Calendrier du 14 septembre 2023
PEPES (Paris Empirical Political Economics) Working Group
Du 14/09/2023 de 12:30 à 14:00
R2.01
SOUZA Pedro () De-Escalation Technology: The Impact of Body-Worn Cameras on Citizen-Police Interactions ; écrit avec Daniel Barbosa, Thiemo Fetzer, and Caterina Viaira
La séance est annulée
TOM (Théorie, Organisation et Marchés) Lunch Seminar
Du 14/09/2023 de 12:30 à 13:30
R2- 21
MOISSON Paul-Henri (PSE)
Meritocracy and Inequality
The paper develops a model of career concerns in which agents publicly choose between several activities in which to exert effort, yet differ along a privately observable characteristic (headstart) that affects their performance. The agents' audience values their talent, effort and headstart. We highlight the race between two effects: a displacement effect by which the poor (headstart-wise) try to avoid a lower talent image and thus avoid the activity chosen by the rich, and a distinction effect by which the rich try to reap a higher headstart image and thus avoid the activity chosen by the poor. While displacement drags the poor towards activities with lower incentives on effort, distinction pulls the rich towards activities with higher incentives. We interpret the model in terms of meritocracy, characterize optimal activity design and discuss several policy implications, emphasizing the unintended consequences of common interventions
brown bag Travail et Économie Publique
Du 14/09/2023 de 12:30 à 13:30
PSE- 48 boulevard Jourdan, 74014 Paris, salle R1-09
BOMARE Jeanne ()
Avoiding Transparency through Offshore Real Estate: Evidence from the UK
This paper provides evidence of the growing importance of real estate assets in offshore portfolios.
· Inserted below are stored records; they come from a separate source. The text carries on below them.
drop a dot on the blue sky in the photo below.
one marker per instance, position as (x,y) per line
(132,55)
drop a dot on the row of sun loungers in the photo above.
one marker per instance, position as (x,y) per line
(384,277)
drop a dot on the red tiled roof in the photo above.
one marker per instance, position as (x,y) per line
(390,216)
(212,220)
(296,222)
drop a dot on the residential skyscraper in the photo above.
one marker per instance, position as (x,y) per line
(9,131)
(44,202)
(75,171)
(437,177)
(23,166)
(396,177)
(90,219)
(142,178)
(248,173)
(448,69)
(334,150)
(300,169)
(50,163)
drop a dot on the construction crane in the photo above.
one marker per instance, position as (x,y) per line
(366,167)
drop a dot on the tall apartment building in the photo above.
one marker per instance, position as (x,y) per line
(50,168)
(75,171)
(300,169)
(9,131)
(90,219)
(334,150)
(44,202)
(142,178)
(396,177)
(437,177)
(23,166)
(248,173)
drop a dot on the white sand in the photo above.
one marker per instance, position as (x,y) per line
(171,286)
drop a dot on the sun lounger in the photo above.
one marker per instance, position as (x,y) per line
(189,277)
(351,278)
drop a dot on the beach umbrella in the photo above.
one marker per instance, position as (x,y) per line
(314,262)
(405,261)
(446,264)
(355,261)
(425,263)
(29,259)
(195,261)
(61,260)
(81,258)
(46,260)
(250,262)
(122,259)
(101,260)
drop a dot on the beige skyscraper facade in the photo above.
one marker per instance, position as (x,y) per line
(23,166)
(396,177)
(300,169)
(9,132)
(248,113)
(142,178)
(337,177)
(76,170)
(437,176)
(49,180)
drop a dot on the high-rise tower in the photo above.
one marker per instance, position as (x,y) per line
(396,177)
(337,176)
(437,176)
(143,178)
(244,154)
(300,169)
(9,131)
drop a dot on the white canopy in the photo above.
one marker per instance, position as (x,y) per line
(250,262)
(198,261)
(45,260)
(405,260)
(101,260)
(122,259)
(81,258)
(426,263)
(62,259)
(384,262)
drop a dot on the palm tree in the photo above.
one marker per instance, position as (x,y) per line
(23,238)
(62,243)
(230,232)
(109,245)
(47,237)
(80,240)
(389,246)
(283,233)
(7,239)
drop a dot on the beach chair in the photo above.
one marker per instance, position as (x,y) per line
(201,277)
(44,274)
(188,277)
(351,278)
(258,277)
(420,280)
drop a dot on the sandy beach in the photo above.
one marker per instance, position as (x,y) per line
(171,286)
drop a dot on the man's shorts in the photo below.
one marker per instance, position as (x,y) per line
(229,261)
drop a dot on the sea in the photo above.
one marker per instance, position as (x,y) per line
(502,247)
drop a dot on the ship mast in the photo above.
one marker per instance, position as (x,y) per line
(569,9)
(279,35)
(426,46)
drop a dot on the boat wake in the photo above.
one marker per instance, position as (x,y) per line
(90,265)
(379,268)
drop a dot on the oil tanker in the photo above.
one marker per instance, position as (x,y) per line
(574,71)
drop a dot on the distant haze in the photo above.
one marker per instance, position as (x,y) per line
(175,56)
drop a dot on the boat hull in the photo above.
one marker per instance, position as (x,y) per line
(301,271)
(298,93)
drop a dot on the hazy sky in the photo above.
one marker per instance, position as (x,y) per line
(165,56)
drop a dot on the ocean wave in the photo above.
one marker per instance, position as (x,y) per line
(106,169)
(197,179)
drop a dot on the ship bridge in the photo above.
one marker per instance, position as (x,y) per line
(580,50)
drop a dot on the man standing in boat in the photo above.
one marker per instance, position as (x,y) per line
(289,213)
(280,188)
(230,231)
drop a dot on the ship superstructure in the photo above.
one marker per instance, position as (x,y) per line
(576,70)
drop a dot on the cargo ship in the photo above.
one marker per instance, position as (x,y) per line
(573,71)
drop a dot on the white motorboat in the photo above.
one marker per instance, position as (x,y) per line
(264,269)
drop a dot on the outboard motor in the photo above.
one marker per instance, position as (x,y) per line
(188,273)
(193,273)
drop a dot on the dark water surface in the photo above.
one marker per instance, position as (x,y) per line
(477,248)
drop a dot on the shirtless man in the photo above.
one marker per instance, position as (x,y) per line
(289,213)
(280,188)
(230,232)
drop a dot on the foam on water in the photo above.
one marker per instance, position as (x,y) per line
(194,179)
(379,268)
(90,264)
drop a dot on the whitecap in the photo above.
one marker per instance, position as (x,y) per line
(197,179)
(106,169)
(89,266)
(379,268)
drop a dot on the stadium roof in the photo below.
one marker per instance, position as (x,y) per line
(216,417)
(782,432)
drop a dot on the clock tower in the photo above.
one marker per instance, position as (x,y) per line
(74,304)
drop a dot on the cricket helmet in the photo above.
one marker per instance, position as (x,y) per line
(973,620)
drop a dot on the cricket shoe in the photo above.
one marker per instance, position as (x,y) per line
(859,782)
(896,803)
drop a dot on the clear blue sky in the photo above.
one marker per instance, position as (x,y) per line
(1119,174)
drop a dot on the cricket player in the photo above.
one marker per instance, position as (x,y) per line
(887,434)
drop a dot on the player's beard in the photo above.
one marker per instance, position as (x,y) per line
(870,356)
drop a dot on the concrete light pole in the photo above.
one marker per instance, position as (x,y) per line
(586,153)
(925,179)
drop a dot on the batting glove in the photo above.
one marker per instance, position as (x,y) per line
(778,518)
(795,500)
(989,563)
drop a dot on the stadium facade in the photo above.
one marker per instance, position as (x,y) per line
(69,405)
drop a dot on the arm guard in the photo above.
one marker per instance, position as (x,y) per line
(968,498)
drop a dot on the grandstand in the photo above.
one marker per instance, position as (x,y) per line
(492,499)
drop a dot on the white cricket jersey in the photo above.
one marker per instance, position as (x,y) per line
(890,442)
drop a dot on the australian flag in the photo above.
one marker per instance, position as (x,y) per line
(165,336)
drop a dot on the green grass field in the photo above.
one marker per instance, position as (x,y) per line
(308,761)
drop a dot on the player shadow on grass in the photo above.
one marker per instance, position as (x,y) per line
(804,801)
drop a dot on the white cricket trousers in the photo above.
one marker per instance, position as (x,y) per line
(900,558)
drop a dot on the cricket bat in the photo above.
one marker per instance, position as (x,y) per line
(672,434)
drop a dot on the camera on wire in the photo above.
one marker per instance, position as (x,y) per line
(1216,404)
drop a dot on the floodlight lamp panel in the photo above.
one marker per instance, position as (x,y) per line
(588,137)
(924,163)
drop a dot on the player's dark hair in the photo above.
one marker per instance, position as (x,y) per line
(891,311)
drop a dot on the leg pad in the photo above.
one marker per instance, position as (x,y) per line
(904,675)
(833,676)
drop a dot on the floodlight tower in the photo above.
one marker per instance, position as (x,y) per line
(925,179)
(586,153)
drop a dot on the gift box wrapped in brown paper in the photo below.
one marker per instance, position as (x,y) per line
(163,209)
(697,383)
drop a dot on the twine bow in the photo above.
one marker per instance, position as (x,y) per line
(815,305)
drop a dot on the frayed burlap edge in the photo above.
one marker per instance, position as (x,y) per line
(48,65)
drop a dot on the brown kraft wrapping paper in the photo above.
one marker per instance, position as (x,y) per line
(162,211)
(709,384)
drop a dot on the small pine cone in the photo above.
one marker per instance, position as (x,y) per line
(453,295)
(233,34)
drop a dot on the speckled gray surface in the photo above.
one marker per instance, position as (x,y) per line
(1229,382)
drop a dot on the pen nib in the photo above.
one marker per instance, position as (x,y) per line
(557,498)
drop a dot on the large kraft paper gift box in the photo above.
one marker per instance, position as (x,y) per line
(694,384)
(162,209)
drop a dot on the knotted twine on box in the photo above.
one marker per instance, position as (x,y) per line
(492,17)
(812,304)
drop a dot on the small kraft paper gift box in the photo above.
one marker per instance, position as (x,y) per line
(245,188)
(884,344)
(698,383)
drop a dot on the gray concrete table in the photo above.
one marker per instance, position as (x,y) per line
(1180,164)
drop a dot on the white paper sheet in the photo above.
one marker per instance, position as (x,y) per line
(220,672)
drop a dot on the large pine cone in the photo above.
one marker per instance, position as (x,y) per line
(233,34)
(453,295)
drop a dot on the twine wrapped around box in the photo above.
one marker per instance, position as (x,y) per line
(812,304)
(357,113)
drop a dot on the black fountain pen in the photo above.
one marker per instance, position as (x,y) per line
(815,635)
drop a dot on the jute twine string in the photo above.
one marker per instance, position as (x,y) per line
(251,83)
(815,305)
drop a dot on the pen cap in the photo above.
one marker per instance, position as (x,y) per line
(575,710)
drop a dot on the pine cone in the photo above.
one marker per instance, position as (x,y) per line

We study offshore real estate investments in the UK using administrative data on real estate purchases made by foreign companies. First, we show that this market is large and highly secretive: around 5% of total UK real estate wealth was held from abroad in 2018, mostly through tax havens. We match administrative records to corporate registers and leaks to shed light on the ultimate ownership of properties, and find that most offshore investments to the UK can be traced back to individuals from the UK and from the Middle East. Second, we study the implementation of the first multilateral automatic exchange of information norm, the Common Reporting Standard (CRS), which introduces cross-border reporting requirements for financial assets but not for real estate assets. We show that for tax havens, exposure to the policy is associated to a significant increase in real estate investments. We estimate that around $45 billion has been invested in the UK real estate market between 2013 and 2016 in reaction to the CRS. This suggests that at a global scale, a substantial portion of wealth that flowed out of tax havens following the policy change was ultimately invested in properties.